为了进一步分析不同入水速度对航行体空泡演变的影响,图13给出了不同入水速度下,$x=2D_{0}$和$x=4D_{0}$水深下入水空泡无量纲半径和扩张速率随时间的变化曲线,空泡无量纲半径$R=r/(d/2)$,在图13中用实线表示,其中$r$为空泡半径,$D_{0}$为射弹直径,$k$为空泡半径无量纲变化速率,图中用点划线表示,$k=v_{\rm r}/v$,其中$v_{r}$代表空泡半径变化速率,$v$代表航行体入水速度.从图中可以看出,随着时间的推移,不同入水速度航行体无量纲空泡半径、半径变化速率基本一致,入水空泡的无量纲半径随无量纲时间先增大后减小,$k$随无量纲时间推移基本呈现衰减趋势.初始时刻半径变化速率随速度的增大而增大;同一时刻,不同速度下空泡无量纲半径和半径的变化速率近似.结合图11可以看出,不同入水速度下,面闭合阶段空泡半径变化速率随时间的推移逐渐趋于平缓,其中在25,m/s入水速度下,在深度为4$D_{0}$,速率曲线在$T =12$后出现明显降低,这是由于入水空泡逐渐发生深闭合($T=13.3$发生深闭合),空泡壁面向轴线收缩速度明显增大,而相同无量纲时刻30,m/s,35,m/s入水速度工况下均处于面闭合阶段,此时,空泡收缩速率随深度的增大而加大;同一深度下,收缩位置空泡直径随着速度的增大而增大,速率也随着速度的增大而加大.

图13   航行体垂直入水过程入水空泡无量纲半径和扩张速率随时间变化曲线

Fig. 13   Dimensionless radius and expansion rate of cavity at vertical water-entry process

图14给出了面闭合以及深闭合无量纲时间随${Fr}$变化的发展规律,其中${Fr}=v^{2}/gL$. 从图14(a)中可以看出,入水空泡面封闭的无量纲时间随着弗劳德数增大基本不变,深闭合发生的无量纲时间有较大波动;从图14(b)中可以看出,不同入水速度下,入水空泡夹断深度($d_{\rm p})$与该夹断时间下航行体入水深度($d_{\rm l})$的比值随弗劳德数的变化近似一致,其中,夹断深度表示自由液面到颈缩断裂的距离.

图14   航行体垂直入水过程中面/深闭合发展规律

Fig. 14   Developent of surface and deep seal at vertical water-entry process

3 结 论

本文基于VOF多相流模型,结合动网格技术,建立了针对航行体入水过程的数值计算模型,开展了航行体以尾部向下姿态垂直入水过程的数值模拟研究,分析了航行体垂直入水过程中流体动力特性、入水空泡及流场结构的演变,并且进一步讨论了入水速度对流体动力特性和入水空泡发展的影响. 研究结论如下:

(1)垂直入水过程中,航行体总阻力系数在撞击自由液面之时迅速增大,达到一个峰值;随着入水时间的推移,总阻力系数缓慢降低,最终趋于稳定,空泡发生溃灭时产生微小波动.

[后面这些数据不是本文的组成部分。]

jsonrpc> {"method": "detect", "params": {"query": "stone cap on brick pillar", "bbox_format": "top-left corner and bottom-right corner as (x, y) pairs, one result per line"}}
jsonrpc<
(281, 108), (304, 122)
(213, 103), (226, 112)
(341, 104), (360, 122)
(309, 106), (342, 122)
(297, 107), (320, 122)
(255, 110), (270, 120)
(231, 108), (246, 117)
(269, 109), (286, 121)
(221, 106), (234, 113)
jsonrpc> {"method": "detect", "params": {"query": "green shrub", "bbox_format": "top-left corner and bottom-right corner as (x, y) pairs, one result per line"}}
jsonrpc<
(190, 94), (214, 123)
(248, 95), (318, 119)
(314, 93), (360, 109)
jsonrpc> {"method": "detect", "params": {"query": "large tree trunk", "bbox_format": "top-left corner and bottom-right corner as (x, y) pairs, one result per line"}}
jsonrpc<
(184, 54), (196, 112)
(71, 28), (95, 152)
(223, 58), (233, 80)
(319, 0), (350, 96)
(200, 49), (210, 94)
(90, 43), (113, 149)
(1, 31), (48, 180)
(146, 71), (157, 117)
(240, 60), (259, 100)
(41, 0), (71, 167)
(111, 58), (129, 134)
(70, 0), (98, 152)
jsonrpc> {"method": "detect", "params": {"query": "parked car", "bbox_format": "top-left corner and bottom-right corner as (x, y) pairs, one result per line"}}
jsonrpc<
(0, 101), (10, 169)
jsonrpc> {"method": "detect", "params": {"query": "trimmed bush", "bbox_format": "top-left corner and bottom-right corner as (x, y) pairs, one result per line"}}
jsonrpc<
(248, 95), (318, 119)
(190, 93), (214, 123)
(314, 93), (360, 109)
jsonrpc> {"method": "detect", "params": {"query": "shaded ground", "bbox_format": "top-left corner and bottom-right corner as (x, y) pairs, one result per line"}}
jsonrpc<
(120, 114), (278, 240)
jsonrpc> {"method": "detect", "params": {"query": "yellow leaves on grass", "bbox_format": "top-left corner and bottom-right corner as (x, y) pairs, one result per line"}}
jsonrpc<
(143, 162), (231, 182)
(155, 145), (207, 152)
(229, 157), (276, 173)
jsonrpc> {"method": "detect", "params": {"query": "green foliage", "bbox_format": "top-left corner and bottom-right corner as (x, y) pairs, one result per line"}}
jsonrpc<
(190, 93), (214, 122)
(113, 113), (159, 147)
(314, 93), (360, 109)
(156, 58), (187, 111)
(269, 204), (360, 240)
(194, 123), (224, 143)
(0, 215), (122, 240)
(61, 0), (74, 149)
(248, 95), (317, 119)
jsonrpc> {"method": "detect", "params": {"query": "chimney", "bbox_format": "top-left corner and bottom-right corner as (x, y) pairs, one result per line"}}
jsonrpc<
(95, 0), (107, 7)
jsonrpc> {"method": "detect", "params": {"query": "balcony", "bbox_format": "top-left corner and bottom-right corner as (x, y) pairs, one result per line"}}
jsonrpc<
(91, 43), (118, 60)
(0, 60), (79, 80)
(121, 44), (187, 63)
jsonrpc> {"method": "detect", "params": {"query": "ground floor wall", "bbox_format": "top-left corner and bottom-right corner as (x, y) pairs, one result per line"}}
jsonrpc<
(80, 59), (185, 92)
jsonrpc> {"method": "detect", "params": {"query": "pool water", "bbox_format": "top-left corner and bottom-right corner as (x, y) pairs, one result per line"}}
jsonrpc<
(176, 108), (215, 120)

(2)在入水空泡发展的过程中,在惯性力与内外压差的共同作用下,空泡壁面会同时存在扩张与收缩两种阶段. 空泡发生面闭合以及深闭合时,泡内涡流强度大大增强,湍流强度增大;在空泡尚未完全发生夹断时,空泡上下两部分内部流动已被阻断此时深闭合现象已经发生.

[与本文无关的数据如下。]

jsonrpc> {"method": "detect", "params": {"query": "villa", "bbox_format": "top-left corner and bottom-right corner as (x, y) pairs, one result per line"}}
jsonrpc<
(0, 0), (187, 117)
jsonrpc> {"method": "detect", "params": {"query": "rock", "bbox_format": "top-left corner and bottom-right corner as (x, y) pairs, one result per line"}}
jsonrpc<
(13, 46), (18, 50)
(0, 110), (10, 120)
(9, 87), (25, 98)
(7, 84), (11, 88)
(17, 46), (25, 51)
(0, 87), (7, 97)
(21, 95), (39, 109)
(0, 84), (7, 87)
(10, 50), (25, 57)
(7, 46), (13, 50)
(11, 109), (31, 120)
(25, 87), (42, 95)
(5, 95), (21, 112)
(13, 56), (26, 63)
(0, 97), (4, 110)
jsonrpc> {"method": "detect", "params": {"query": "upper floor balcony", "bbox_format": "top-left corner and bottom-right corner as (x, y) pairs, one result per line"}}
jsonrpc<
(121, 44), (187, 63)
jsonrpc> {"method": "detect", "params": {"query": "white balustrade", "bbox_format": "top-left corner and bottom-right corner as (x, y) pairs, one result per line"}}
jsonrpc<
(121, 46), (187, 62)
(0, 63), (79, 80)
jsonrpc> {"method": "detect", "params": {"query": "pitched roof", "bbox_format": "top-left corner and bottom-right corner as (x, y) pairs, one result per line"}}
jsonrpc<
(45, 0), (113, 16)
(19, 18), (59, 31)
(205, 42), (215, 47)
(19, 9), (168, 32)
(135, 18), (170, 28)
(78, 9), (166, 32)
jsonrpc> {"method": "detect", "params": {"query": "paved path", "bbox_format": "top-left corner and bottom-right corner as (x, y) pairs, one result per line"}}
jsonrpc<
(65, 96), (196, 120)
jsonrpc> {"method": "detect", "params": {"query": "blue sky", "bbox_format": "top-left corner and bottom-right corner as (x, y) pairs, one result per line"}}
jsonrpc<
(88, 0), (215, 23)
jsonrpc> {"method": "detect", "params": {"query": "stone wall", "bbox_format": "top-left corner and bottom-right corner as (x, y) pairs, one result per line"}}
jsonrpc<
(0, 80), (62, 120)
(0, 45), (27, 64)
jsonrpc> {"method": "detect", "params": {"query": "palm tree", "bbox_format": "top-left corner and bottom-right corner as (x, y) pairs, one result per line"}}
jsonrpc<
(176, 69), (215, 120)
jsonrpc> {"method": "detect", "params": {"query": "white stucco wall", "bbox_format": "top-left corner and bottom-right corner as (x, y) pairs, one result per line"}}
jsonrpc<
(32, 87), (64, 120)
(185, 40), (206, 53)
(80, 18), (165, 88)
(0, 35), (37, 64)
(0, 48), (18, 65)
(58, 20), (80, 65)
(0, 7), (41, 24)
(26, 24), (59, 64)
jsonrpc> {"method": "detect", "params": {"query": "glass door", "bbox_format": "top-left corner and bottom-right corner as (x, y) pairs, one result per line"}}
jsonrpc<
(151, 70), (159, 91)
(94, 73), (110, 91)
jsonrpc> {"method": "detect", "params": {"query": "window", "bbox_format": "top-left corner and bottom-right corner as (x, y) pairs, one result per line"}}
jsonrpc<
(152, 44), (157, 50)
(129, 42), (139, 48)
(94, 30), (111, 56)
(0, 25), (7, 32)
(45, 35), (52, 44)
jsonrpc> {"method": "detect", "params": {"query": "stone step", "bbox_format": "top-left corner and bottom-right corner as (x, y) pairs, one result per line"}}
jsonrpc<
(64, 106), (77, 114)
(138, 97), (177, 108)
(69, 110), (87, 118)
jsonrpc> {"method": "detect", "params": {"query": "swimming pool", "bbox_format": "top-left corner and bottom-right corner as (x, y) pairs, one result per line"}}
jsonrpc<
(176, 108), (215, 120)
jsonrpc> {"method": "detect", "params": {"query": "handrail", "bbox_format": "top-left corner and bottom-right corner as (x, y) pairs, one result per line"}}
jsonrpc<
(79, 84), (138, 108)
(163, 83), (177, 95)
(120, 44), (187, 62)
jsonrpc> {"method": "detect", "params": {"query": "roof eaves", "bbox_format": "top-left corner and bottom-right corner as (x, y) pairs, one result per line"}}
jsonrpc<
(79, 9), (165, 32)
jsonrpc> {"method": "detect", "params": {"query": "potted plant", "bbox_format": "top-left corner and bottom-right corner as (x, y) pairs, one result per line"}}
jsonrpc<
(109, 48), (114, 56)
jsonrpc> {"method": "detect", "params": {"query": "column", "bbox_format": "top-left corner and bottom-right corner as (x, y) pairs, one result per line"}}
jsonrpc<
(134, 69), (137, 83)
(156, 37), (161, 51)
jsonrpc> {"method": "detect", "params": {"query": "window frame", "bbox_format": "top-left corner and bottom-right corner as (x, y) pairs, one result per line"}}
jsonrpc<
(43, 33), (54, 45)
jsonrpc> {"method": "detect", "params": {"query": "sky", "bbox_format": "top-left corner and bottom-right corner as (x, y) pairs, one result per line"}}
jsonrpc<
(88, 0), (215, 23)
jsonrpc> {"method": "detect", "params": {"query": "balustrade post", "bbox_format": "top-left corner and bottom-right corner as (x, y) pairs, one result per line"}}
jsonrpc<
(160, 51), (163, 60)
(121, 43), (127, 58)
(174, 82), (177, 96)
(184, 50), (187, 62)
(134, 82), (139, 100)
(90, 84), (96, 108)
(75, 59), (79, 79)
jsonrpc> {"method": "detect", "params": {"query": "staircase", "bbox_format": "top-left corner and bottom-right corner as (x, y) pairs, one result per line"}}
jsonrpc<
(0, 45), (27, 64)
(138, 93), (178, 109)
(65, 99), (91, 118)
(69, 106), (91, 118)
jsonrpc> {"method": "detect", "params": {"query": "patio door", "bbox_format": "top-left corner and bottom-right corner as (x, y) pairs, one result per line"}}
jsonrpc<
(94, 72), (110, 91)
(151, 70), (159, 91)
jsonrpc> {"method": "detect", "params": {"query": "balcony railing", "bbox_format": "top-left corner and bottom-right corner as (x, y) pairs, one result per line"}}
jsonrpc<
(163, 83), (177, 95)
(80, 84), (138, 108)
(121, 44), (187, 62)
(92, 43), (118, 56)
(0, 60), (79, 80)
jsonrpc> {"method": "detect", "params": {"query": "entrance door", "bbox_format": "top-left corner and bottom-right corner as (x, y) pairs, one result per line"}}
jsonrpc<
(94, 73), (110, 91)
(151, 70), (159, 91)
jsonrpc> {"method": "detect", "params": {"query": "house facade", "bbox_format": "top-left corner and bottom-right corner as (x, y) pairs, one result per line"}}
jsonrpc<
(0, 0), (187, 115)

(3)随着速度的增大,总阻力系数峰值加大,面闭合阶段总阻力系数有所下降;空泡的最大直径增大,空泡扩张阶段半径变化速率近似,空泡半径收缩速率随速度增加而增大. 入水空泡面闭合的无量纲时间随弗劳德数的变化趋于定值;深闭合时,颈缩分割点随入水速度的增加而加深,不同速度下空泡夹断深度与入水深度的比值一致.

The authors have declared that no competing interests exist.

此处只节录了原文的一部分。